Getting our file back
Now that we have a file with a payload, we need to get it back. Inside of our chunk parser, we get the content. That’s great because now all we need to do is check if whether we encountered a
puNK chunk, and if we did write it to a file. We create the file like this:
self._output = open(output_file, 'wb+'), and write to it like this:
if chunk_type == self._PUNK_CHUNK_TYPE: print "Found a punk chunk", len(content), "bytes. Writing to file" self._output.write(bytearray(content)) self._output.close() self._file.close()
Chunk type: puNk CRC: 8cccb594 Found a punk chunk 28208 bytes. Writing to file
Quick MD5 check to see if the files are equal:
md5 doge.jpg doge_from_punk.jpg MD5 (doge.jpg) = 9023d02eefc75f4c6ce177795e620b29 MD5 (doge_from_punk.jpg) = 9023d02eefc75f4c6ce177795e620b29
Sweet! We’ve just hidden an ancient meme inside of a picture of 3 dice.
Distributing it to Imgur
The goal of the project was to store these files in broad daylight without anyone suspecting a thing. Time to upload the file to IMGUR. Here she is in all her glory:
Hidden underneath is a Doge meme… or is it?
Let’s find out:
> wget http://i.imgur.com/Qk5BP19.png > md5 Qk5BP19.png png_out.png MD5 (Qk5BP19.png) = ba56411b9753a9ff2dc4aa74d079e4c8 MD5 (png_out.png) = ba56411b9753a9ff2dc4aa74d079e4c8
For good measure, let’s extract the payload. I’ve written a Punk class by now,
punk = Punk() punk.decode('Qk5BP19.png', 'doge_from_imgur.jpg')
And an MD5 hash check
md5 doge.jpg doge_from_imgur.jpg MD5 (doge.jpg) = 9023d02eefc75f4c6ce177795e620b29 MD5 (doge_from_imgur.jpg) = 9023d02eefc75f4c6ce177795e620b29
We can now store any type of arbitrary data on other people their servers, without them ever knowing about it.
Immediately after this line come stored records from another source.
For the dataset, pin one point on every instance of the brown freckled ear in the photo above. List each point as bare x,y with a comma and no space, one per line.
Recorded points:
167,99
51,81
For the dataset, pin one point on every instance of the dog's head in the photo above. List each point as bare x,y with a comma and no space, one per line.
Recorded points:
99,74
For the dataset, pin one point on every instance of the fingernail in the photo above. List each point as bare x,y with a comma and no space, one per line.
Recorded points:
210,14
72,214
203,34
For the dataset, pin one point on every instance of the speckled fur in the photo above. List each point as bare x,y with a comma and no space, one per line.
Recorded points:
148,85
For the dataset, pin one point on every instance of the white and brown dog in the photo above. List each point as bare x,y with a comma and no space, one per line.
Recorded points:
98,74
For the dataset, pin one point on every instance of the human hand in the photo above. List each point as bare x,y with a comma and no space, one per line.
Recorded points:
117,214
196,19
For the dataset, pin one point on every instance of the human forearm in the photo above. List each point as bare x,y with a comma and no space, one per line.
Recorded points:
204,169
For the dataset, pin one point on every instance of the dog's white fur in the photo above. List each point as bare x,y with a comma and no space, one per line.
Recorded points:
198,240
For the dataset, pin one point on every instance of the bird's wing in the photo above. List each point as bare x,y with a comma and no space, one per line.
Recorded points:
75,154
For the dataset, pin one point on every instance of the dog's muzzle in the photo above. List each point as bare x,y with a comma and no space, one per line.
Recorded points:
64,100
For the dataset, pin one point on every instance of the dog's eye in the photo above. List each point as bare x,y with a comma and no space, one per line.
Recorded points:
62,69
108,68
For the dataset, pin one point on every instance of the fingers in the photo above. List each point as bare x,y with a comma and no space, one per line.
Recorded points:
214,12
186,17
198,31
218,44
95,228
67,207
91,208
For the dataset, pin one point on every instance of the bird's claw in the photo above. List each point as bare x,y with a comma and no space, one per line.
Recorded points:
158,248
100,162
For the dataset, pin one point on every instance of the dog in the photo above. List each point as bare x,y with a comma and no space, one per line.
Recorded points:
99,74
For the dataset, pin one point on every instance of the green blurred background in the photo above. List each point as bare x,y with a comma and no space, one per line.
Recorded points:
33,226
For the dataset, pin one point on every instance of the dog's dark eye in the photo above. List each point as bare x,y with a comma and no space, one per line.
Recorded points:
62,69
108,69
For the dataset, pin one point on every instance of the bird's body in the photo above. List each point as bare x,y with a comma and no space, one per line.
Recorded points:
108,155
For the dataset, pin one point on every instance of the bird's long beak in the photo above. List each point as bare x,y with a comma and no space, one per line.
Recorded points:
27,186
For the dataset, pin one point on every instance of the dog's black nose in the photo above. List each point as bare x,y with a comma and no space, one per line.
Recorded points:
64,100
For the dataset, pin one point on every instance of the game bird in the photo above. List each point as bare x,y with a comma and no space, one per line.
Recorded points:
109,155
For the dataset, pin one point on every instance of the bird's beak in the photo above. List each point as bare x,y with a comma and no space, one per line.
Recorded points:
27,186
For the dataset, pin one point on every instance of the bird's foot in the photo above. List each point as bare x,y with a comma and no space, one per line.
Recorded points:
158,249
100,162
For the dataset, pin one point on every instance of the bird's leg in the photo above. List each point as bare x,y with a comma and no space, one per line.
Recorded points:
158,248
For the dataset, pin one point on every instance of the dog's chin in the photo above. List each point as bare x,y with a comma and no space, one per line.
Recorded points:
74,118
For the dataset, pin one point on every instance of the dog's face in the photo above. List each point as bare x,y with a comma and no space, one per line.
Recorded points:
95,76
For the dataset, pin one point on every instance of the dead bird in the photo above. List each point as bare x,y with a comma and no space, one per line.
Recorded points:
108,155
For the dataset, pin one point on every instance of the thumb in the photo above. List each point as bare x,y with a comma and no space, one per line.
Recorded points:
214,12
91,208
All thise code works, but is a quickly written POC. You can optimize it no doubt, and make it deal with larger file sizes. PNG chunks can only store up to 2 gigabyte, and most image hosts only allow you to store a few megabytes.
For the future:
- Come up with a format to distribute a file over multiple PNGs
- Make it redundant, allow for uploading to multiple sources
- Add GPG encryption options for an added layer of security
And last but not least, you can find the gist with all code here.
from punk import Punk # First param is file name, 2nd param is bytes you want to inject. punk.encode('png_out.png', file('doge.jpg').read()) # First param is the file name, 2nd param is output file name. punk.decode('png_out.png', 'doge.jpg')
No external libraries needed. Because I’m awesome like that.